Chief Jesse John Simon et al. v. Attorney General of Canada

Aboriginal law – Administrative law – Duties of the Crown

The present leave application relates to the eligibility criteria for income assistance on First Nation reserves in Atlantic Canada. The Applicants, four First Nations on behalf of 26 Maritime and Maliseet Bands, challenged a decision by the Minister of Aboriginal Affairs undertaken to ensure strict compliance with the provincial eligibility criteria in accordance with pre-existing obligations under agreements with the Treasury Board, particularly a 1990 Memorandum of Understanding (“MOU”). Previously, the Applicants had utilized criteria reasonably comparable to the provincial criteria. The Applicants sought judicial review on the basis that the change was an unconstitutional abandonment or sub-delegation of government power, occurred without meaningful consultation, and failed to meet the requirement of procedural fairness in accordance with legitimate expectations arising from the Applicants’ past dealings with the Crown. The Federal Court allowed the Applicants’ application for judicial review and set aside the Minister’s decision. The Federal Court of Appeal allowed the appeal and set aside the judgment below.

36402

Moulton Contracting Ltd. v. Her Majesty the Queen in Right of the Province of British Columbia et al.

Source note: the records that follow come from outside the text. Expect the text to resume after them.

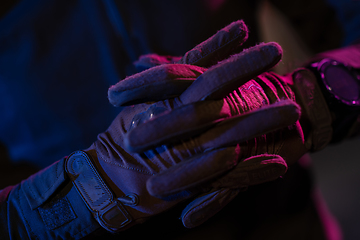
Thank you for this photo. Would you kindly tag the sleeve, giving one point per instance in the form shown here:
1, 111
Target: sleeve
45, 206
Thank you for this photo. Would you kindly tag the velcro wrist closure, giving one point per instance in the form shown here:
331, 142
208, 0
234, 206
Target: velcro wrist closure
108, 211
309, 93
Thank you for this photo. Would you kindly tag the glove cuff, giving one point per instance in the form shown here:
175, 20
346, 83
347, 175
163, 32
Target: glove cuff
315, 109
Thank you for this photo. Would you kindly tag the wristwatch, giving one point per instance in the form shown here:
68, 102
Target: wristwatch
340, 86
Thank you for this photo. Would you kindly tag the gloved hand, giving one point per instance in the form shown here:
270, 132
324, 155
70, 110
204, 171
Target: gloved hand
120, 197
191, 119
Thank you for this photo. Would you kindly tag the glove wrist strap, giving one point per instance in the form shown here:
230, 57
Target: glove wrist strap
109, 212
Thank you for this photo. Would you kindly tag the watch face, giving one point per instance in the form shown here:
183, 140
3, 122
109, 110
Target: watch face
341, 81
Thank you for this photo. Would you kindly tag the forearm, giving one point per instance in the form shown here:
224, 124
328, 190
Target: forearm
45, 206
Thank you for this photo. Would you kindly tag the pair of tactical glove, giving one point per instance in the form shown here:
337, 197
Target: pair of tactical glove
202, 127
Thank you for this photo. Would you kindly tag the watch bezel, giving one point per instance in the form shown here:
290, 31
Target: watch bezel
321, 68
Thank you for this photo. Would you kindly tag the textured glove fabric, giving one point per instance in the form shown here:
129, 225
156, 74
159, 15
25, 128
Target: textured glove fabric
127, 173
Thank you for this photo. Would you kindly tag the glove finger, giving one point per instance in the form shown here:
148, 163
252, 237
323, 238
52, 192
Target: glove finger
155, 84
206, 206
218, 47
192, 173
199, 171
226, 76
252, 171
152, 60
190, 120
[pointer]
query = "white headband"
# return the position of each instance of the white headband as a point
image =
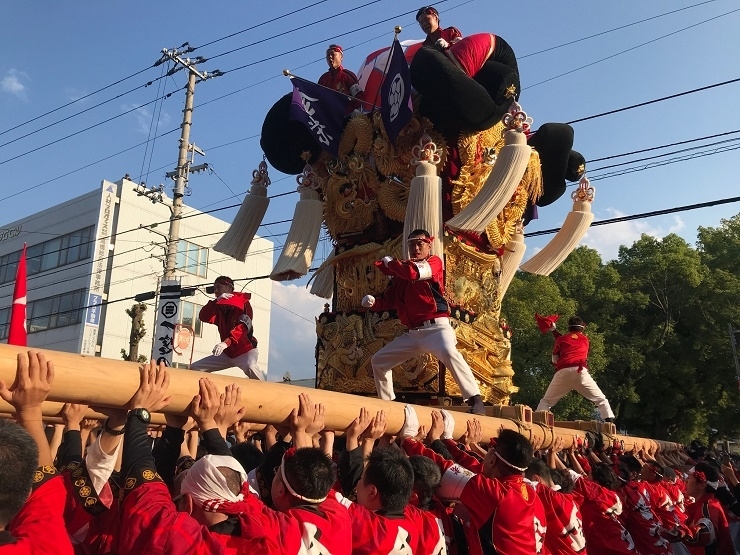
(292, 491)
(507, 463)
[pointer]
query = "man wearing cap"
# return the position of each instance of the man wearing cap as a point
(338, 78)
(231, 312)
(570, 357)
(416, 292)
(442, 38)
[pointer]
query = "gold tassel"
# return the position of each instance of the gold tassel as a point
(424, 207)
(237, 239)
(513, 254)
(303, 236)
(508, 170)
(566, 240)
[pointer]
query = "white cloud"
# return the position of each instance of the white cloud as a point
(13, 83)
(607, 239)
(144, 117)
(293, 331)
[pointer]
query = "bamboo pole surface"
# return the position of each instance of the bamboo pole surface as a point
(106, 382)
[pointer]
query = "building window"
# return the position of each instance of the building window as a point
(60, 251)
(189, 317)
(55, 312)
(191, 258)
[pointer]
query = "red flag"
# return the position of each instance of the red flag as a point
(17, 332)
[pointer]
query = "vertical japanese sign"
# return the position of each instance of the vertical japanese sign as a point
(96, 290)
(168, 315)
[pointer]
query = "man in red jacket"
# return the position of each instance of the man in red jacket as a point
(232, 314)
(439, 37)
(570, 357)
(416, 292)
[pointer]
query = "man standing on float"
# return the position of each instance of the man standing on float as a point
(416, 292)
(231, 312)
(570, 357)
(442, 38)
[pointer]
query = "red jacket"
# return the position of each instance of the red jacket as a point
(374, 532)
(564, 523)
(571, 349)
(415, 296)
(601, 509)
(641, 521)
(39, 526)
(709, 530)
(228, 314)
(450, 34)
(304, 529)
(507, 512)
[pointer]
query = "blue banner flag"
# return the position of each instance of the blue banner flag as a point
(395, 93)
(321, 110)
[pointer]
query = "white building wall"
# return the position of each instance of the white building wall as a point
(134, 266)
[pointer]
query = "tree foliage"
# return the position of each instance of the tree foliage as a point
(657, 318)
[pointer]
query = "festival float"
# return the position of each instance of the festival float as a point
(442, 143)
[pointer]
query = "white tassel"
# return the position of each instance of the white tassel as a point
(508, 170)
(322, 282)
(513, 254)
(300, 246)
(237, 239)
(567, 238)
(424, 207)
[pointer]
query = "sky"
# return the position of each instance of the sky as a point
(59, 140)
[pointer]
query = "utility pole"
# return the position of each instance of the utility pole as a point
(168, 305)
(183, 165)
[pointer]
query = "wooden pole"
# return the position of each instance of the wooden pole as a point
(53, 409)
(106, 382)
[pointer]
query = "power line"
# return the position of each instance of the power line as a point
(80, 112)
(27, 189)
(259, 25)
(645, 215)
(324, 41)
(660, 163)
(75, 101)
(663, 146)
(666, 154)
(630, 49)
(550, 49)
(300, 28)
(85, 129)
(661, 99)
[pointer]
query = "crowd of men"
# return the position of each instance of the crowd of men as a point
(209, 483)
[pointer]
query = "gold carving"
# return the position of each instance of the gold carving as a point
(365, 192)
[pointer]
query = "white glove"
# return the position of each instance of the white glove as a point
(449, 424)
(410, 423)
(247, 321)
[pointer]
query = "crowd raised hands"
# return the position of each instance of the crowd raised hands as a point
(207, 481)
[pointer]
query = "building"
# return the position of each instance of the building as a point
(109, 245)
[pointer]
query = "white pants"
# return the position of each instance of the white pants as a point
(247, 362)
(567, 379)
(438, 339)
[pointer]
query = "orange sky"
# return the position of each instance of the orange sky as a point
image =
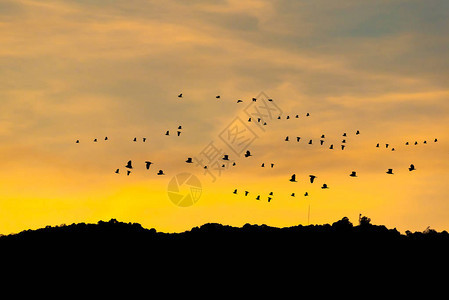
(88, 69)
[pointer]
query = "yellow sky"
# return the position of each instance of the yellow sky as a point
(88, 69)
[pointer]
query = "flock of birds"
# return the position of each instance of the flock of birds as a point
(189, 160)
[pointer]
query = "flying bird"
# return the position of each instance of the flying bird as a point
(293, 178)
(129, 165)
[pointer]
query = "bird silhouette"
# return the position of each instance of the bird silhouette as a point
(293, 178)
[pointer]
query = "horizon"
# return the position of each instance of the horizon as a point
(85, 70)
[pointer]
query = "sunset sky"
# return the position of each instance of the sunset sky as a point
(86, 69)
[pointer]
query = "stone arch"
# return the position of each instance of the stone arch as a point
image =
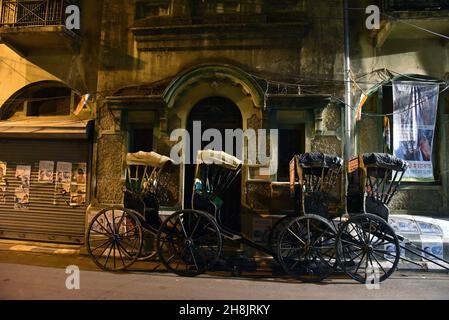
(204, 81)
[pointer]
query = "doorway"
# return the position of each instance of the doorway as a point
(221, 114)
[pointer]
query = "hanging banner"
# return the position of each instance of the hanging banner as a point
(415, 110)
(63, 180)
(46, 169)
(22, 192)
(63, 172)
(3, 167)
(2, 194)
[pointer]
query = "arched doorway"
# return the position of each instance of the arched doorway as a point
(221, 114)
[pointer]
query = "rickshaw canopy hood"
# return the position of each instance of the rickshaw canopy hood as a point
(320, 160)
(385, 161)
(143, 158)
(220, 158)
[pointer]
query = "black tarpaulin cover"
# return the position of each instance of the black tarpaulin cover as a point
(319, 160)
(385, 161)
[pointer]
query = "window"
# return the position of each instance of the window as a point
(141, 139)
(147, 9)
(291, 141)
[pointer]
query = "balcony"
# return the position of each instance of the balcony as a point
(415, 5)
(37, 27)
(403, 18)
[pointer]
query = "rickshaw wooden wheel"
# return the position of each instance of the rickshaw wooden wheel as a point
(306, 248)
(189, 242)
(367, 248)
(114, 238)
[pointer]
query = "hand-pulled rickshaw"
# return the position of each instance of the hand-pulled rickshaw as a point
(361, 243)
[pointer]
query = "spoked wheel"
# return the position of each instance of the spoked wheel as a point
(306, 248)
(114, 239)
(367, 248)
(189, 242)
(280, 225)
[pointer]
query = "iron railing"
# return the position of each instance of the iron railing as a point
(414, 5)
(21, 13)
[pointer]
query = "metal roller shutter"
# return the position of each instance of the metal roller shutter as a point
(48, 217)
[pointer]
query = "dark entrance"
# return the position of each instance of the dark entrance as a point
(221, 114)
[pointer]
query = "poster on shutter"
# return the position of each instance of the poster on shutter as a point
(3, 167)
(46, 169)
(63, 172)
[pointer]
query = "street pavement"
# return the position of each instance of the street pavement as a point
(37, 275)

Contracts – Aboriginal Law – Logging – Fiduciary Duty

In June 2006, the applicant was granted timber sale licences (“TSLs”) to harvest timber in the Fort Nelson Timber Supply Area, including locations within the licensed trapline of George Behn. Mr. Behn indicated to the Crown in July that he opposed the harvest and would be going out to stop it. After the harvesting commenced late September, Mr. Behn advised he would block access, at which point the Crown informed the applicant of the problem. A blockade was established on the access road for the timber harvest areas. The applicant could not continue the harvest and was unable to obtain other logging work. It commenced an action against the Crown, the Behns and the Fort Nelson First Nation (“FNFN”). Its claims against the Behns and FNFN for intentional interference with economic relations and civil conspiracy were ultimately dismissed on the basis that it had not established that the Behns had committed an unlawful act. That aspect was not appealed. The applicant’s claims against the Crown were for breach of implied terms of their contract and negligent misrepresentation.

The Supreme Court of British Columbia held that the Crown had breached an implied term of the TSLs (and an implied, continuing representation) that the Crown was not aware of any First Nations expressing dissatisfaction with the consultation undertaken by it, save has had been disclosed to the applicant. The Court held the Crown liable in breach of contract for failing to notify the applicant in a timely manner of Mr. Behn’s threat to block physical access and in negligence for breaching the duty of care owed to pass on information of fundamental relevance to the applicant’s ability to exercise its rights under the licences. The Crown’s appeal was allowed by the British Columbia Court of Appeal.